Kasus ini berakar dari proyek jalan akses menuju Pelabuhan Ujung Jabung—proyek vital yang seharusnya menjadi penggerak ekonomi daerah.
Namun, proyek itu justru berubah menjadi celah permainan.
Alih-alih menjaga akurasi data, AS dan timnya justru diduga menyusun daftar nominatif yang penuh kejanggalan.
Nama ada, tapi pemilik tak jelas. Tanah dicatat, tapi tanpa bukti sah.
Ironisnya, data “cacat” itu tetap digunakan sebagai dasar pencairan uang negara.
Tak berhenti di situ, pembayaran ganti rugi tetap dilakukan, bahkan kepada pihak yang hanya mengandalkan surat sporadik yang tak memenuhi syarat hukum.
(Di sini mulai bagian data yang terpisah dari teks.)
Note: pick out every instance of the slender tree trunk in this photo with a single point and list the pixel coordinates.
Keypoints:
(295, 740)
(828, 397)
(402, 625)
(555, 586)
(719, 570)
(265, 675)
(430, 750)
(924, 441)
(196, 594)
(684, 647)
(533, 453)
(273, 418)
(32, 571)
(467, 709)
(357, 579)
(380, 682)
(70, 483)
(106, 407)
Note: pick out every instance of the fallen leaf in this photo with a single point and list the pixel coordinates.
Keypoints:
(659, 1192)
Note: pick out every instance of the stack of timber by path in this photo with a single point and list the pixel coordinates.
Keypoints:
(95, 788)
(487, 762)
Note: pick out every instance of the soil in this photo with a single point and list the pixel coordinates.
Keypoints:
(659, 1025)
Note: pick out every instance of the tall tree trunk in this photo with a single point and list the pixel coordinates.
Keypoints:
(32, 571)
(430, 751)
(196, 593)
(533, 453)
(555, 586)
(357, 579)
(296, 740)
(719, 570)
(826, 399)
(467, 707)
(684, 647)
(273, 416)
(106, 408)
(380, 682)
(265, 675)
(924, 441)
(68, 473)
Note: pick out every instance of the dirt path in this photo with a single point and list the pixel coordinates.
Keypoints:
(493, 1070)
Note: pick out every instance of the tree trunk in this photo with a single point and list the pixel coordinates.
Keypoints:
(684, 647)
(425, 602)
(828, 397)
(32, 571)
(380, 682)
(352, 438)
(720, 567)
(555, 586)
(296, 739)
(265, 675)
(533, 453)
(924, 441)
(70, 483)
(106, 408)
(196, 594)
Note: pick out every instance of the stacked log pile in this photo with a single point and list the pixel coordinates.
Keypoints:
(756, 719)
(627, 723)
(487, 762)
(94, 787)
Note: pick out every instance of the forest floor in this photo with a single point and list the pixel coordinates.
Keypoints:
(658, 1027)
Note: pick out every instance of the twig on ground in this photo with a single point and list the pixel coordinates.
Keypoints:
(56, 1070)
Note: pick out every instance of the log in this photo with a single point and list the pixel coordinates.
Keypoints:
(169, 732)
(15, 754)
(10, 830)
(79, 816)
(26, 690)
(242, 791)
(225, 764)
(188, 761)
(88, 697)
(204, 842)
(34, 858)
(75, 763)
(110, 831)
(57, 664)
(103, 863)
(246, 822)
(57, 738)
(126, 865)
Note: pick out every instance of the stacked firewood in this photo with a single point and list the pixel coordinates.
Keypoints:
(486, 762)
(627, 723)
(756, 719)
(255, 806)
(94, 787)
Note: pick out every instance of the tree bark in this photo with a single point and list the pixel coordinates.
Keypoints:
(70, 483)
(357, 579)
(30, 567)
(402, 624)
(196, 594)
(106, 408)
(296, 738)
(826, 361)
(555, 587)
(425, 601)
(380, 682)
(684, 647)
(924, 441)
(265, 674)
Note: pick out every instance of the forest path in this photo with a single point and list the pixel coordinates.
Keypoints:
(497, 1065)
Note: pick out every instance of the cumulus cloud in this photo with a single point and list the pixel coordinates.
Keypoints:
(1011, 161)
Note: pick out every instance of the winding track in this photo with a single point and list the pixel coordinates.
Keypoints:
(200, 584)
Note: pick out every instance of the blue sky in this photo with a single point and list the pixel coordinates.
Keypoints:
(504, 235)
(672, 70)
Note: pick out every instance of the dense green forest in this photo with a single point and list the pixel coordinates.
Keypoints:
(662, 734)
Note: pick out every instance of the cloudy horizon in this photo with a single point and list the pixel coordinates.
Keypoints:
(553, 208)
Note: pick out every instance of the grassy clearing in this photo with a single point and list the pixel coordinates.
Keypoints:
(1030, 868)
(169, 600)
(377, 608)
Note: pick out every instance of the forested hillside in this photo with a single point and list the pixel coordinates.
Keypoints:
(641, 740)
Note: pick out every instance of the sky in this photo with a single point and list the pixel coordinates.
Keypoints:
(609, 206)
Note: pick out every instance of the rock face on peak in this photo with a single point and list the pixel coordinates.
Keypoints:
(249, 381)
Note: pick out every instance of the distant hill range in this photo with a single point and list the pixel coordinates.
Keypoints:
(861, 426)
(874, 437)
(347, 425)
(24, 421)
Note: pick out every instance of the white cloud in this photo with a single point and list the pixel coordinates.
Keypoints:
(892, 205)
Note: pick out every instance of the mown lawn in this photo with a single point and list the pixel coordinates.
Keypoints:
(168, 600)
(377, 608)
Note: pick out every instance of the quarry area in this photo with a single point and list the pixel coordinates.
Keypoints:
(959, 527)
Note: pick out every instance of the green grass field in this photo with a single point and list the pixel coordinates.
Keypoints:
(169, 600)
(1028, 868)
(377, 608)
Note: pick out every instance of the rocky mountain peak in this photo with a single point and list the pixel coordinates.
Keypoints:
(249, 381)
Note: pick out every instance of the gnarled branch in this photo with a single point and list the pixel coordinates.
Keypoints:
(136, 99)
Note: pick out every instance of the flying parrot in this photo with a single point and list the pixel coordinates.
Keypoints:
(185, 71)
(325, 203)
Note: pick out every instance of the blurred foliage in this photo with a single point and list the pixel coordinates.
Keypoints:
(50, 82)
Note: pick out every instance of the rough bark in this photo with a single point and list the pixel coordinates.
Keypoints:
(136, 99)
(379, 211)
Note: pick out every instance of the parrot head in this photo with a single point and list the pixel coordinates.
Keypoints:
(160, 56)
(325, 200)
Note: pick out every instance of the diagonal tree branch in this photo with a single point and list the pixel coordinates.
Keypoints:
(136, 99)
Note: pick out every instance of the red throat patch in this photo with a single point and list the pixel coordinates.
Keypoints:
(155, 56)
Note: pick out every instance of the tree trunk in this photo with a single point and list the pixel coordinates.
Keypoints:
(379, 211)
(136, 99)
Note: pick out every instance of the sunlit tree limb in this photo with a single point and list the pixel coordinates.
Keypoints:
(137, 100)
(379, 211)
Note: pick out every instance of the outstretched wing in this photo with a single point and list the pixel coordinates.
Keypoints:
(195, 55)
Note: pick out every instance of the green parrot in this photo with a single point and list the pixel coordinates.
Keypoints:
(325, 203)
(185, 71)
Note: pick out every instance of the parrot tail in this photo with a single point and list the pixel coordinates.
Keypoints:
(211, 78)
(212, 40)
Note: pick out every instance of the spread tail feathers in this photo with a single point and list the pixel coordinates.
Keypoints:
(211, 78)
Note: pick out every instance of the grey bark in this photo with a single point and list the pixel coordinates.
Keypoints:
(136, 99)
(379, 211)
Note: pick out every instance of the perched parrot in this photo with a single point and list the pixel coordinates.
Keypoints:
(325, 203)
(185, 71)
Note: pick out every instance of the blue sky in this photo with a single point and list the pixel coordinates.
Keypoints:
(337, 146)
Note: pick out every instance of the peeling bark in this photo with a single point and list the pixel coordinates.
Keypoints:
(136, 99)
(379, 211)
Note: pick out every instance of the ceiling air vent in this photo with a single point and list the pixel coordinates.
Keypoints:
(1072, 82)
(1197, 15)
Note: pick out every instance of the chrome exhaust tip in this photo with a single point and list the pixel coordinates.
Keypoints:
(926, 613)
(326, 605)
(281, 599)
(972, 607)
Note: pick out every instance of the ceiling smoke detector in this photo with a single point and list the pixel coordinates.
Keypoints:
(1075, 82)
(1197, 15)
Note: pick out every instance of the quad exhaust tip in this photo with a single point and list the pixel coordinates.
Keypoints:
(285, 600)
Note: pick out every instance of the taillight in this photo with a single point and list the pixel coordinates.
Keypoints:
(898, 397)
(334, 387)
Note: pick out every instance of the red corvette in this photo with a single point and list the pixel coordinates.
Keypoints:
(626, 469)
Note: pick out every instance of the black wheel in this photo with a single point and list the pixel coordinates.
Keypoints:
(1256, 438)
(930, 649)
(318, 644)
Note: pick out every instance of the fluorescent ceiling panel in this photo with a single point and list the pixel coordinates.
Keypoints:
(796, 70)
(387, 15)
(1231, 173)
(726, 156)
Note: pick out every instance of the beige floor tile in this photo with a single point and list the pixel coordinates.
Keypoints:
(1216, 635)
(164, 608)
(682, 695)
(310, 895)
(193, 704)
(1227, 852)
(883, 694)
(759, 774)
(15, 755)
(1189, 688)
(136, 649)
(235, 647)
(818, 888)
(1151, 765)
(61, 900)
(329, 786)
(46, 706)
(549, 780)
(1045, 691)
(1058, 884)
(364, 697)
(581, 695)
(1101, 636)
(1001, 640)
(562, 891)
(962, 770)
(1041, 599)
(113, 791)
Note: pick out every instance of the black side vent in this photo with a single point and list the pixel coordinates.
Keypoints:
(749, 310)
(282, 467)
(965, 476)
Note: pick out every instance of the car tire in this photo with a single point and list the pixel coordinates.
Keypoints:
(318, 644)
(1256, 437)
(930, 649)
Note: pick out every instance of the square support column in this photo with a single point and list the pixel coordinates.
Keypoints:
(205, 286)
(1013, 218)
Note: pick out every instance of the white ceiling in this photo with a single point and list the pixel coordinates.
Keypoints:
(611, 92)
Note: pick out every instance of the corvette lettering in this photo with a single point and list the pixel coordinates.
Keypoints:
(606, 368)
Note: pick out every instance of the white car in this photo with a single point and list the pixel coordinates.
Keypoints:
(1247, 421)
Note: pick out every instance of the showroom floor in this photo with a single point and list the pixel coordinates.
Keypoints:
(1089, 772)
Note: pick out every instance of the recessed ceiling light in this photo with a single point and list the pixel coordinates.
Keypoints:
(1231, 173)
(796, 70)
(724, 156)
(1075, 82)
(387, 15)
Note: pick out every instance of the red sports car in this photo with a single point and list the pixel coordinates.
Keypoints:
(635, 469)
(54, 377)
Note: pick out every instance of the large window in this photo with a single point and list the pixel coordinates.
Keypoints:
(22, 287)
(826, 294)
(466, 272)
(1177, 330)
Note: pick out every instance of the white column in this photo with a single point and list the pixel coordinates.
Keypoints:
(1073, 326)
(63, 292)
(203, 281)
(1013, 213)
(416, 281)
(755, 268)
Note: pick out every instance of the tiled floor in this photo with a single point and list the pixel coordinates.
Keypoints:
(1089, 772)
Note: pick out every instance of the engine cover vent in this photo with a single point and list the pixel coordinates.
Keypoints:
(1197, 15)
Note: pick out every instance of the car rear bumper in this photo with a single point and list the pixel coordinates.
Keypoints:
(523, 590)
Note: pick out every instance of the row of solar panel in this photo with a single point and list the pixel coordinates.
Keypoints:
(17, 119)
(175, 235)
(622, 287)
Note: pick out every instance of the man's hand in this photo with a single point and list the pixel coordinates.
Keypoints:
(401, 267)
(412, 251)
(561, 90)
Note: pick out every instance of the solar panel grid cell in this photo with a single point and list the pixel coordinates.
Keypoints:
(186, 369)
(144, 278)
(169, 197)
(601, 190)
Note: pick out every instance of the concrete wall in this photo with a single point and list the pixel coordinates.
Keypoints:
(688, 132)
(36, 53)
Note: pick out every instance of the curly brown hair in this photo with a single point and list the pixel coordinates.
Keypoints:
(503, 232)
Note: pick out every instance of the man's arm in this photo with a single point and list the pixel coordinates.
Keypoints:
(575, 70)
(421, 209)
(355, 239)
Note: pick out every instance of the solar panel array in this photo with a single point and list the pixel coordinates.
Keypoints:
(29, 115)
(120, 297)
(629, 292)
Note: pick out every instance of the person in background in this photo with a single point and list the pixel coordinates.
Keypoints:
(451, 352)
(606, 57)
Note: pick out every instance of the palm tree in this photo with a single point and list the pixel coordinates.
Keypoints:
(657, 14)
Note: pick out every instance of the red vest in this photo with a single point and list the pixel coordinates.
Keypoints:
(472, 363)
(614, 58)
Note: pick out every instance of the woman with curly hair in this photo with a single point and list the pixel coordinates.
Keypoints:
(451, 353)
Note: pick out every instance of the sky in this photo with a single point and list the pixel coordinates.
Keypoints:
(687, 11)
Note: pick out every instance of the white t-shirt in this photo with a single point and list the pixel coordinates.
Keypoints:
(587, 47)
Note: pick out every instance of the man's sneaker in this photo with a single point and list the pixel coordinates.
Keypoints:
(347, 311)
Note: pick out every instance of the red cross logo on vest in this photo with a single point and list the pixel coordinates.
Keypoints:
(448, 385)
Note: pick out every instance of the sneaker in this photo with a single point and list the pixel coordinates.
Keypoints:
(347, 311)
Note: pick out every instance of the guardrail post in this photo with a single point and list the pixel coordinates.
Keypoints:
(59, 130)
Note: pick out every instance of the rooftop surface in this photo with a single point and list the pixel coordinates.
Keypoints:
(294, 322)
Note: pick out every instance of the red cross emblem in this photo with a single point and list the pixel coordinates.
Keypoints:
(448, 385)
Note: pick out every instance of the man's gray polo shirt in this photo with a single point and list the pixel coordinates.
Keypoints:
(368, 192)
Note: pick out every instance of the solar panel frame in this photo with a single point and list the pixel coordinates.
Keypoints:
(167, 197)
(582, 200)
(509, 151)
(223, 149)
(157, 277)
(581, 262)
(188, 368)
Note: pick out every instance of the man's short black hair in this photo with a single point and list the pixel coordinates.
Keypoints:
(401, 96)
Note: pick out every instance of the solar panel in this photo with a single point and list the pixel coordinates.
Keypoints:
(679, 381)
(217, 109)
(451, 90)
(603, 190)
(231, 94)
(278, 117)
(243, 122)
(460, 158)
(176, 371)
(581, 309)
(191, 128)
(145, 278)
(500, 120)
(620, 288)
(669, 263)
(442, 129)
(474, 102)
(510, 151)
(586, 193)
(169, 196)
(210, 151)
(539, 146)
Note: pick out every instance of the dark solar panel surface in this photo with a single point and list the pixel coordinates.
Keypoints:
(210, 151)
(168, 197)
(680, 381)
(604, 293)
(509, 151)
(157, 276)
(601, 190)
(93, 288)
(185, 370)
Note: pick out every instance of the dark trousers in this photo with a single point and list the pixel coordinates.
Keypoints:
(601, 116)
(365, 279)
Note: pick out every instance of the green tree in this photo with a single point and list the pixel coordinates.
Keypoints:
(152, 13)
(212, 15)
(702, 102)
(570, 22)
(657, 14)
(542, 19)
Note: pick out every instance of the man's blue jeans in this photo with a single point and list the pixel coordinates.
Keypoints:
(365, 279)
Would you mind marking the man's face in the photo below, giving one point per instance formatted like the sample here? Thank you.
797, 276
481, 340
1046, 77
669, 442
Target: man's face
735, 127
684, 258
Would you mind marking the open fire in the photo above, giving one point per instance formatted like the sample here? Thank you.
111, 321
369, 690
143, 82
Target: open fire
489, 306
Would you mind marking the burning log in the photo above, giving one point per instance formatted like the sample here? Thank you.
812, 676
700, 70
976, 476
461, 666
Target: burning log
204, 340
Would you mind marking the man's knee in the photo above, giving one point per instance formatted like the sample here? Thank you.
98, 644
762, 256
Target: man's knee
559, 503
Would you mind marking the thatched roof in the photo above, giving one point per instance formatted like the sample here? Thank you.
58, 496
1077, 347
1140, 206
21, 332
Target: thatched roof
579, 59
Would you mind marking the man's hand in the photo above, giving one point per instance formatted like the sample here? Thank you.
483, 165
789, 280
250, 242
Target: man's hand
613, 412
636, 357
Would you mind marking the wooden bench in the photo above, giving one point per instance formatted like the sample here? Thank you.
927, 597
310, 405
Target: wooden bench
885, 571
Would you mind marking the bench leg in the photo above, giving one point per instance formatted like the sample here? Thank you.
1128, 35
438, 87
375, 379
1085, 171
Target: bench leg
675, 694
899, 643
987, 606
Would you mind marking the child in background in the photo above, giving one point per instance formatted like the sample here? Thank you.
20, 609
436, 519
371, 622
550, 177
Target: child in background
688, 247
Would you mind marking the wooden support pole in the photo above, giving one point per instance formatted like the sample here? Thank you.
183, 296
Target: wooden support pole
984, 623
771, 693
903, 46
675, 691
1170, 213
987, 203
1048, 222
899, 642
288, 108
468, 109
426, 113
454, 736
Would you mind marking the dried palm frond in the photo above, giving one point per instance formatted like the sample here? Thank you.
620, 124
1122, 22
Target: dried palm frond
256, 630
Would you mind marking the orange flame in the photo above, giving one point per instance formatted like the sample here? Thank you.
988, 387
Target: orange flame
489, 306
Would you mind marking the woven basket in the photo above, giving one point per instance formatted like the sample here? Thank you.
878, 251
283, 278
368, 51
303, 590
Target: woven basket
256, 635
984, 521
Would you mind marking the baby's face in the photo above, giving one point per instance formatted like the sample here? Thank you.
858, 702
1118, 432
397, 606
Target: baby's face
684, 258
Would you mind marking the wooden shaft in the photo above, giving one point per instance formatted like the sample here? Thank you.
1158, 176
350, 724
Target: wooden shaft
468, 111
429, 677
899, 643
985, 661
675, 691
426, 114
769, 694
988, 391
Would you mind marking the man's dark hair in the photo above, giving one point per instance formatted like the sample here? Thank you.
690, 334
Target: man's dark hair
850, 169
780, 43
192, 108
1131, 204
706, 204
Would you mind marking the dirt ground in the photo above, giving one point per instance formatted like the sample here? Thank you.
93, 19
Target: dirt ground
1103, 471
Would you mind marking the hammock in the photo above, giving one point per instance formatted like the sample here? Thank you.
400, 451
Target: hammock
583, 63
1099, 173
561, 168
Dalam kurun dua tahun, uang negara sebesar Rp55,6 miliar mengalir.
Dan dari angka itu, Rp11,6 miliar dipastikan hilang akibat praktik yang melanggar aturan.
“Ini jelas bertentangan dengan ketentuan perundang-undangan,” tegas Asintel Kejati Jambi, Dr. Muhammad Husaini.
Apa yang terjadi bukan sekadar kesalahan administrasi.
Ini adalah gambaran bagaimana sistem bisa disalahgunakan, bagaimana kewenangan bisa dipelintir, dan bagaimana uang rakyat bisa lenyap tanpa jejak yang sah. Kini, jeruji besi menjadi konsekuensi.
Tapi pertanyaannya belum selesai: apakah hanya dua orang ini yang terlibat? Atau ada jaringan yang lebih besar yang belum tersentuh?